The hypothetical scenario in Beijing, however, is happening in Washington in reality. Some members of the US Congress, despite being very young, are used to the US hegemonic mind-set, pretending to be the “savior” of the world. At a congressional hearing on Tuesday, some US politicians invited young leaders of violent riots in Hong Kong, including Joshua Wong Chi-fung, to discuss the human rights issues in the city and the Hong Kong Human Rights and Democracy Act of 2019, which interferes in China’s domestic affairs. 

If Beijing does the same things to Washington, which China is fully capable of but has exercised restraint, how would the US respond?

The US has been constantly interfering in other countries’ internal issues in the past decades, including selling weapons to Taiwan, arranging meetings with separatist forces such as the Dalai Lama, invading Grenada in 1983 to overthrow the country’s then-Marxist regime, and sending troops to Iraq in 2003 to overthrow the government of Saddam Hussein. Not to mention a 2016 study by Dov Levin, a Carnegie Mellon University professor, which found that the US intervened in 81 foreign elections from 1946 to 2000, the Los Angeles Times reported in 2016.

The Chinese Foreign Ministry spent a good deal of its press conference on Thursday complaining about criticism of Beijing’s human rights offenses from American politicians, explicitly making the demands for non-interference the Global Times couched as satire.

“I will reiterate that Hong Kong affairs are purely China’s domestic affairs and no foreign interference shall be allowed,” said Foreign Ministry spokesman Geng Shuang.

“We strongly urge the U.S. to abide by international law and basic norms governing international relations, earnestly respect China’s sovereignty, stop interfering in whatever form in Hong Kong affairs, stop pushing the relevant act on Hong Kong, stop endorsing violent and radical forces in Hong Kong and separatist forces for ‘Hong Kong independence,’ and stop instigating words and deeds undermining the stability and prosperity of the Hong Kong SAR [Special Administrative Region],” Geng demanded.

Geng took a similarly aggressive posture against U.S. criticism of China’s conduct in Tibet and the Muslim-minority Xinjiang province, insisting everything China does in these areas is “not about ethnicity, religion or human rights, but about fighting separatism and violent terrorism.”

Geng then came around to the exact same point made by the Global Times: 

If the U.S. really cares for human rights, it should spend much more time fixing its own problems of gun violence, income disparity, gender discrimination and social security, attach high importance to the concerns raised in the report of the High Commissioner for Human Rights, address violence, long-term detention and hindrance of humanitarian aids targeting immigrants and refugees, stop separating migrant children from parents and stop wantonly violating the human rights of the people of other countries by unilateral sanctions.

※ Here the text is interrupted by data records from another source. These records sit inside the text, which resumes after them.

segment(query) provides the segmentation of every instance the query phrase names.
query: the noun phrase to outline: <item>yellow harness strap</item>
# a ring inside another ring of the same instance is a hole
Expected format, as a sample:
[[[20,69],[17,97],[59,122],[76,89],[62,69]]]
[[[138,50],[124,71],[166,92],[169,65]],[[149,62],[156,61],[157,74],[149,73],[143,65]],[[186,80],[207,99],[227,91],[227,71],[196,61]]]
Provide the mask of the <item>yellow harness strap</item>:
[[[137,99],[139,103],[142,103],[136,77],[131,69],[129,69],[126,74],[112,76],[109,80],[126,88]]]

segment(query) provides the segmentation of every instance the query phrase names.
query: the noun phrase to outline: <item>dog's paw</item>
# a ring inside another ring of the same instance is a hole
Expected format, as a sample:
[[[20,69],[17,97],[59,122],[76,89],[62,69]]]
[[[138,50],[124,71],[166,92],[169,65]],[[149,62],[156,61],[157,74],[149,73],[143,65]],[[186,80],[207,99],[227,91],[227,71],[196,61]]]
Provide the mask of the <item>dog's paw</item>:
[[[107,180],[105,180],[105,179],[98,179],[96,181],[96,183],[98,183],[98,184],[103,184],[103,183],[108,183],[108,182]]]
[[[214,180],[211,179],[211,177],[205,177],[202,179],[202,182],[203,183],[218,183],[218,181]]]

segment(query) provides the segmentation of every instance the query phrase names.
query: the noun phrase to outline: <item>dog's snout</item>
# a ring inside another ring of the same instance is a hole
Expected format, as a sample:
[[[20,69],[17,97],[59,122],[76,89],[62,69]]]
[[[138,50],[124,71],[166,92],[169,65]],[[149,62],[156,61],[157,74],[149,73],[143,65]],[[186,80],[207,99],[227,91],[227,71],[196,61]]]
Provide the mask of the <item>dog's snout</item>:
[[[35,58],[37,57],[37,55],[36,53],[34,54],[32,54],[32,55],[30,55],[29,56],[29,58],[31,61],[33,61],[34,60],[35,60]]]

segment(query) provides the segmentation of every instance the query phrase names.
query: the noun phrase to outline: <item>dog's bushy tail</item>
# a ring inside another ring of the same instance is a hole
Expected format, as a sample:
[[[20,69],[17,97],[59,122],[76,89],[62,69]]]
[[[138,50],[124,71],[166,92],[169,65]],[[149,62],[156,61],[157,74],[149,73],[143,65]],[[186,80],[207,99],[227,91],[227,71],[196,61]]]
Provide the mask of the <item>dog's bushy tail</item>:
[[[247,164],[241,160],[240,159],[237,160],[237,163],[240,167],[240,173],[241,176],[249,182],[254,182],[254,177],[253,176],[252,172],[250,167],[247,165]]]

Observing the Foreign Ministry press conference, Hofstra Law dean Julian Ku observed that China’s incessant invocation of “separatism” as an excuse for its human rights violations “makes it sound like China is in danger of blowing apart.” Unfortunately for China’s oppressed minorities, they were long ago disarmed with strict gun control, so they have very little ability to resist tyranny or cultural genocide.